On the other hand, your health insurance, or Medicare, or medical assistance may have paid, and you don’t owe any money to your doctors.  In that case, you may have an obligation to reimburse them for a portion of their expenses.  Health insurance is usually a contractual right of recovery, which we think is between you and them.  If you tell us to pay, we will (and, we are very good at getting them to reduce their bills, in most cases).  If you want to pay them yourself, you can do that, too.  If Medicare or medical assistance paid, your lawyers typically have an obligation to pay them back.  Not much we can do about that, but we can negotiate the final amount.  It is usually on good terms—Medicare pays pennies on the dollar for most medical bills, and then they are required by law to reduce that amount by a third (in addition to whatever else we can get them to reduce).  So, you usually end up okay.
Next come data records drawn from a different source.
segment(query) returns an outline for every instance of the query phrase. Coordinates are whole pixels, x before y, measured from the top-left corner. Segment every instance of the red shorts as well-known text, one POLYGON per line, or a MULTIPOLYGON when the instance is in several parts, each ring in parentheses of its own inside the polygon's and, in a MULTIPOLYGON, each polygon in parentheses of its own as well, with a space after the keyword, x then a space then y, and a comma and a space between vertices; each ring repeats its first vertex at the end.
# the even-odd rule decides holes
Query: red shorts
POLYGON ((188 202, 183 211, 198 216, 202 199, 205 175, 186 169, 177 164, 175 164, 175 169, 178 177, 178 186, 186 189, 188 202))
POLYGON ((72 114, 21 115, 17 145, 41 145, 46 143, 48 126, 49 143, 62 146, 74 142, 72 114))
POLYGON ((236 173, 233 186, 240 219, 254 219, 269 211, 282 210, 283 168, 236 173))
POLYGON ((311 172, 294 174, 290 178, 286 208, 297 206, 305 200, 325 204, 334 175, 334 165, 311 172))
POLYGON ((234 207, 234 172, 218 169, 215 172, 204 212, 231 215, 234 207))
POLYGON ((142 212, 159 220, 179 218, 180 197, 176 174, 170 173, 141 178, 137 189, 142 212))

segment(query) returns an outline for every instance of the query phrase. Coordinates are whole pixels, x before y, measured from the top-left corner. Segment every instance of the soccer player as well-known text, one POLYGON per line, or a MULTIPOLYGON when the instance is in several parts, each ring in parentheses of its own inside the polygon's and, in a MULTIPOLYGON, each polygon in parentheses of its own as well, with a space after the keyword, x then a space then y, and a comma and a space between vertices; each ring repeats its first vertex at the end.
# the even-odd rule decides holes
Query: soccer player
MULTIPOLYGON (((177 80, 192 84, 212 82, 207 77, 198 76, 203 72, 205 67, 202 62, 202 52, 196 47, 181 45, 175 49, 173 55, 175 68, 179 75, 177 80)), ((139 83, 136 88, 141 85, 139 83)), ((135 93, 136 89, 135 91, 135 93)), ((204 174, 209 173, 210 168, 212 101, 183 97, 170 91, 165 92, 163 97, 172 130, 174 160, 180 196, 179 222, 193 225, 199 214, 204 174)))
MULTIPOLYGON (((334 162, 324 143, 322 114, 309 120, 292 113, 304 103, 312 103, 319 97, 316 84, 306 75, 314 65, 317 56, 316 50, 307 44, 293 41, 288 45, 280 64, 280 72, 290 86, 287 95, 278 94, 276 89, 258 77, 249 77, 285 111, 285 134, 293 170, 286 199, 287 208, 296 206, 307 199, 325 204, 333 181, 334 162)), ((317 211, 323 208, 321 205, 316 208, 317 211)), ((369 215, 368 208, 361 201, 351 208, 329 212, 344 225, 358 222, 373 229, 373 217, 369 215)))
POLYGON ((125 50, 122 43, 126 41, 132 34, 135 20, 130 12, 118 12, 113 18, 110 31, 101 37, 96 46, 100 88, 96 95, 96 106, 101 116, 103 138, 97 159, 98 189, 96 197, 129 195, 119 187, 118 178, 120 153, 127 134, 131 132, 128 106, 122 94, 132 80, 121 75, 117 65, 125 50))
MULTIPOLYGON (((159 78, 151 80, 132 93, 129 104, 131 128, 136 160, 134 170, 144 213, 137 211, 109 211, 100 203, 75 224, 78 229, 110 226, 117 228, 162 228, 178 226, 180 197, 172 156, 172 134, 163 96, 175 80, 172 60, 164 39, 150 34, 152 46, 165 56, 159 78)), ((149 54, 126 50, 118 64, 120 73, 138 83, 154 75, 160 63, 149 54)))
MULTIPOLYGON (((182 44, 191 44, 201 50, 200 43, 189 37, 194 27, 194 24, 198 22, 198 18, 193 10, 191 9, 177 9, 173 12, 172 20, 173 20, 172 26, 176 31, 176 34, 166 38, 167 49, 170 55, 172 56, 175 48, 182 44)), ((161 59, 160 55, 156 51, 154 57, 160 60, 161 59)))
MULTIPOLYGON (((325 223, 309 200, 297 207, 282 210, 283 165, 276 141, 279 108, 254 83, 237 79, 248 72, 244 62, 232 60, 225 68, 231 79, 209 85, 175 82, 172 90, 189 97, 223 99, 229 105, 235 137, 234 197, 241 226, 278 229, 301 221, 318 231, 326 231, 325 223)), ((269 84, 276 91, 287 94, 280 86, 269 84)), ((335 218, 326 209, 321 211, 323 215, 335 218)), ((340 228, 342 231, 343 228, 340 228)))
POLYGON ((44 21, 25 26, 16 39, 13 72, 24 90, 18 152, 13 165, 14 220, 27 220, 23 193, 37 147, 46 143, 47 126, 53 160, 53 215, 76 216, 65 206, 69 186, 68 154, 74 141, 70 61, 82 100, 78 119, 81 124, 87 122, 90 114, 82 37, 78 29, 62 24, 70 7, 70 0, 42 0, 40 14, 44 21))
So, let’s say health insurance paid $10,000.  In Maryland, they must reduce by 1/3 (the same percentage that the attorneys make, because they are getting the benefit of the work your attorneys did), meaning they are entitled to $6,666.66 back (perhaps more, if we can negotiate further).

In our example, your $199,500 is reduced by that $6,666.66, meaning you get $192,833.34 in your bank account.   So that’s how it works.